The following types of Cookies are used on the Site:

  • Internal cookies – files placed and read from the User’s device by the Site’s data communications system.
  • External cookies – files placed and read from User’s device by IT systems of external services.
  • Session cookies – are stored on the User’s device and remain there until the end of a given browser session. The stored information is then permanently deleted from the device memory. This type of cookies does not allow you to collect any personal data or any confidential information from your device.
  • Persistent cookies – are stored on the User’s device and remain there until deleted by the User. Ending the session of the browser or switching off the device does not delete them from the device.
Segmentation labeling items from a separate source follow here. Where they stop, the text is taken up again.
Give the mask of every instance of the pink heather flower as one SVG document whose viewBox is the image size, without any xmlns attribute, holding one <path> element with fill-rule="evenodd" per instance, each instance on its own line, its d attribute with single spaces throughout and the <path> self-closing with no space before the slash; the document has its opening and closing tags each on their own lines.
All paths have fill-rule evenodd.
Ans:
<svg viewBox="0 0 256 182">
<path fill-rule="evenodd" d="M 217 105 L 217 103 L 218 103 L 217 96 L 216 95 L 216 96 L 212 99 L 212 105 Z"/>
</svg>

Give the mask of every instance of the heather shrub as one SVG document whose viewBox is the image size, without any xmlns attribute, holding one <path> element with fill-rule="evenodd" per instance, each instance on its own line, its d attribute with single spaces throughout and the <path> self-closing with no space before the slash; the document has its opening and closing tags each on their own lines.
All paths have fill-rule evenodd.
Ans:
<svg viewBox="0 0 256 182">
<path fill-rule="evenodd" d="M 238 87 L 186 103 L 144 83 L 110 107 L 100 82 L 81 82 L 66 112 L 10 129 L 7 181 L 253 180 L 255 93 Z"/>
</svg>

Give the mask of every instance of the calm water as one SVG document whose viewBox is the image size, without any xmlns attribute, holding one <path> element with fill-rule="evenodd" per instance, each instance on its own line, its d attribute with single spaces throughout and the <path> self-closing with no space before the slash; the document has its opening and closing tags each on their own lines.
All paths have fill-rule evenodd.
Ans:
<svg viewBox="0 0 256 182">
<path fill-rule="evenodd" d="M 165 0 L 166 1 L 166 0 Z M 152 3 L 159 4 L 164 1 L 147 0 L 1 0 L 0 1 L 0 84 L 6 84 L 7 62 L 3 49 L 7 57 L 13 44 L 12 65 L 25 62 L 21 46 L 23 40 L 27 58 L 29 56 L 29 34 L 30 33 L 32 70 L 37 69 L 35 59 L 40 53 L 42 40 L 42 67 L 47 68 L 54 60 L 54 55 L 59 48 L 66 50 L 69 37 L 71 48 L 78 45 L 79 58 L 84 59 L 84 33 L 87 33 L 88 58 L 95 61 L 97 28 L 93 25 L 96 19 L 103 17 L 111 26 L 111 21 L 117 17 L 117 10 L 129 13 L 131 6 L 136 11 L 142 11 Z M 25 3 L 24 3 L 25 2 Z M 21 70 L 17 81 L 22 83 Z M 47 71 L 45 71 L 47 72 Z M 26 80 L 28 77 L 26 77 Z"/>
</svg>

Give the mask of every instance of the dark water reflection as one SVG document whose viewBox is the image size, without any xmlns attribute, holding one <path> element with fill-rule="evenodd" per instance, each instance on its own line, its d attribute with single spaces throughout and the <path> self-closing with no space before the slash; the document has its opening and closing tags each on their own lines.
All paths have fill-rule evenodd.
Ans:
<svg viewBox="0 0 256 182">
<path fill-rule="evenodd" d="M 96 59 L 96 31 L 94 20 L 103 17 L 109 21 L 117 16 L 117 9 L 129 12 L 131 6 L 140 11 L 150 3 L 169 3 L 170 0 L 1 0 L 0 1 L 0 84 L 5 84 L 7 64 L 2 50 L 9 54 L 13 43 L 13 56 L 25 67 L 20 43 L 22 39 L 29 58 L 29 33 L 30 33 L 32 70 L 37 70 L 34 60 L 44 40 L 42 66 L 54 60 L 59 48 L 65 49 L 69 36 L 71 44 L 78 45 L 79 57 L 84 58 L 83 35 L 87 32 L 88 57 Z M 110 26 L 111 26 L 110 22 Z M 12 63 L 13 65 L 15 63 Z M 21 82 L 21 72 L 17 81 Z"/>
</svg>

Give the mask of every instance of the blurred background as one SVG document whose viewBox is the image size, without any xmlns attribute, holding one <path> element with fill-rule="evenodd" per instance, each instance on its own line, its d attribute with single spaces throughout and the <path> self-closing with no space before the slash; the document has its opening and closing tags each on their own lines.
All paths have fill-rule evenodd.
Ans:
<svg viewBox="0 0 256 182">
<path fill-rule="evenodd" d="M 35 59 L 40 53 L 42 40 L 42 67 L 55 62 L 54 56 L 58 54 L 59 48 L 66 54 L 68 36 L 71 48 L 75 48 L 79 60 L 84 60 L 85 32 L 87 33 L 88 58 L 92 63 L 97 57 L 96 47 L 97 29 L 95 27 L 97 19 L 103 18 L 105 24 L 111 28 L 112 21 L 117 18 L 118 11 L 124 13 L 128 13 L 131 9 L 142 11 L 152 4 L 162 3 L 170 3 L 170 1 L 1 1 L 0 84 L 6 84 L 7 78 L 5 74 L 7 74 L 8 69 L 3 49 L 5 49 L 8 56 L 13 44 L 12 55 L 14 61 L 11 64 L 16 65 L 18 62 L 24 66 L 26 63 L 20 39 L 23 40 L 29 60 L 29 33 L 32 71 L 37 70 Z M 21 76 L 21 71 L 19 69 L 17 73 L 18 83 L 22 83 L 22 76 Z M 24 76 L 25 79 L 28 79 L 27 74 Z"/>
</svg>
This type of cookies does not allow you to collect any personal data or any confidential information from your device.

 

Purposes of cookies

We use third party cookies for the following purposes:

  • to compile statistics in order to understand how Customers use the Site so that it can be improved through analytical tools,
  • determine customer profiles and then display tailored content in advertising networks using Google’s online advertising tools,
  • Analyze customer activity to tailor the content you see to your profile so that you can better manage your advertising campaigns through Google’s analytics tools,
  • popularization of the Site in social media.